Noortman Wyanne A, Vriens Dennis, Bussink Johan, Meijer Tineke W H, Aarntzen Erik H J G, Deroose Christophe M, Lhommel Renaud, Aide Nicolas, Le Tourneau Christophe, de Koster Elizabeth J, Oyen Wim J G, Triemstra Lianne, Ruurda Jelle P, Vegt Erik, de Geus-Oei Lioe-Fee, van Velden Floris H P
Department of Radiology, Section of Nuclear Medicine, Leiden University Medical Center, Leiden, The Netherlands.
Department of Medical Oncology, University Medical Center Groningen, Groningen, The Netherlands.
Eur Radiol. 2025 May 7. doi: 10.1007/s00330-025-11637-7.
The aim of this study was to map multicollinearity of the radiomic feature set in five independent [F]FDG-PET cohorts with different tumour types and identify generalizable non-redundant features.
Five [F]FDG-PET radiomic cohorts were analysed: non-small cell lung carcinomas (N = 35), pheochromocytomas and paragangliomas (N = 40), head and neck squamous cell carcinomas (N = 54), [F]FDG-positive thyroid nodules with indeterminate cytology (N = 84), and gastric carcinomas (N = 206). Lesions were delineated, and 105 radiomic features were extracted using PyRradiomics. In every cohort, Spearman's rank correlation coefficient (ρ) matrices of features were calculated to determine which features showed (very) strong (ρ > 0.7 and ρ > 0.9) correlations with any other feature in all five cohorts. Cluster analysis of an averaged correlation matrix for all cohorts was performed at a threshold of ρ = 0.7 and ρ = 0.9. For each cluster, a representative, non-redundant feature was selected.
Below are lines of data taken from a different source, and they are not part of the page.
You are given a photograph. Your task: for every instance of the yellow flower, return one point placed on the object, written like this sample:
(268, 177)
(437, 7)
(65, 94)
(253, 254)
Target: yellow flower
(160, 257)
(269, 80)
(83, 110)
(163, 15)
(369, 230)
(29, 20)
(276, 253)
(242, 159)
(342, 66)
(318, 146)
Seventy-two and 90 out of 105 features showed a (very) strong correlation with another feature in the correlation matrix in all five cohorts. Cluster analysis resulted in 35 and 15 non-redundant features at thresholds of ρ = 0.9 and ρ = 0.7, including 6 and 3 shape features, 4 and 2 intensity features, and 25 and 10 texture features, respectively. Seventy or 90 redundant features could be omitted at these thresholds, respectively.
At least two-thirds of the radiomic feature set could be omitted because of strong multicollinearity in multiple independent cohorts. More redundant features could be identified using a less conservative threshold. Future research should indicate whether multicollinearity of the radiomic feature set is similar for other radiopharmaceuticals and imaging modalities.
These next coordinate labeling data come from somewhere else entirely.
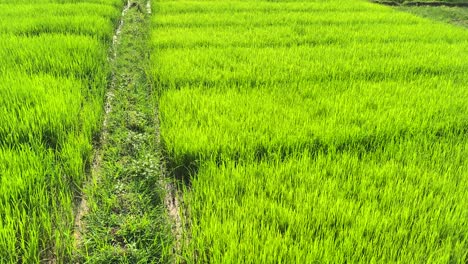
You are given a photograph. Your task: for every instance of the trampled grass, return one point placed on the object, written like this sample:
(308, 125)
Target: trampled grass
(325, 131)
(53, 57)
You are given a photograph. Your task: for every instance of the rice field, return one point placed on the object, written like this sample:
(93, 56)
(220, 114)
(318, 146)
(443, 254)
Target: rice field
(314, 131)
(53, 72)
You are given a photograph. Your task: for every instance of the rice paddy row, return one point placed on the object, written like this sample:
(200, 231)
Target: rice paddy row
(314, 131)
(54, 69)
Question Radiomic feature sets contain many strongly correlating features, which results in statistical challenges. Findings Analysis of the correlation matrices showed that the same radiomic features were strongly correlated in five independent [F]FDG-PET cohorts with different tumour types. Clinical relevance At least two-thirds of the radiomic feature set could be omitted, because of strong multicollinearity. More redundant features could be identified using a less conservative threshold.
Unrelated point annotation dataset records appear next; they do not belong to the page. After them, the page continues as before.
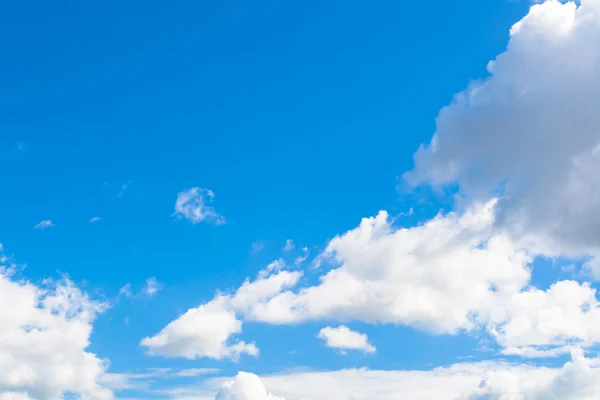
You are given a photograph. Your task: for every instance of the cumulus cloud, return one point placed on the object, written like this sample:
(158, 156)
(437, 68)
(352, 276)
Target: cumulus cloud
(300, 259)
(576, 380)
(194, 205)
(344, 338)
(208, 330)
(245, 386)
(257, 247)
(152, 287)
(44, 224)
(43, 340)
(289, 245)
(438, 276)
(531, 132)
(204, 331)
本研究的目的是在五个具有不同肿瘤类型的独立[F]FDG-PET队列中描绘放射组学特征集的多重共线性,并识别可推广的非冗余特征。
分析了五个[F]FDG-PET放射组学队列:非小细胞肺癌(N = 35)、嗜铬细胞瘤和副神经节瘤(N = 40)、头颈部鳞状细胞癌(N = 54)、细胞学检查结果不确定的[F]FDG阳性甲状腺结节(N = 84)和胃癌(N = 206)。勾勒出病变轮廓,并使用PyRradiomics提取105个放射组学特征。在每个队列中,计算特征的Spearman等级相关系数(ρ)矩阵,以确定哪些特征在所有五个队列中与任何其他特征显示出(非常)强(ρ>0.7和ρ>0.9)的相关性。在ρ = 0.7和ρ = 0.9的阈值下,对所有队列的平均相关矩阵进行聚类分析。对于每个聚类,选择一个代表性的、非冗余的特征。
105个特征中的72个和90个在所有五个队列的相关矩阵中与另一个特征显示出(非常)强的相关性。聚类分析在ρ = 0.9和ρ = 0.7的阈值下分别产生了35个和15个非冗余特征,包括6个和3个形状特征、4个和2个强度特征以及25个和10个纹理特征。在这些阈值下,分别可以省略70个或90个冗余特征。
由于多个独立队列中存在强多重共线性,放射组学特征集的至少三分之二可以省略。使用不太保守的阈值可以识别更多冗余特征。未来的研究应表明放射组学特征集的多重共线性对于其他放射性药物和成像模态是否相似。
问题放射组学特征集包含许多强相关特征,这带来了统计挑战。发现相关矩阵分析表明,相同的放射组学特征在五个具有不同肿瘤类型的独立[F]FDG-PET队列中具有强相关性。临床意义由于强多重共线性,放射组学特征集的至少三分之二可以省略。使用不太保守的阈值可以识别更多冗余特征。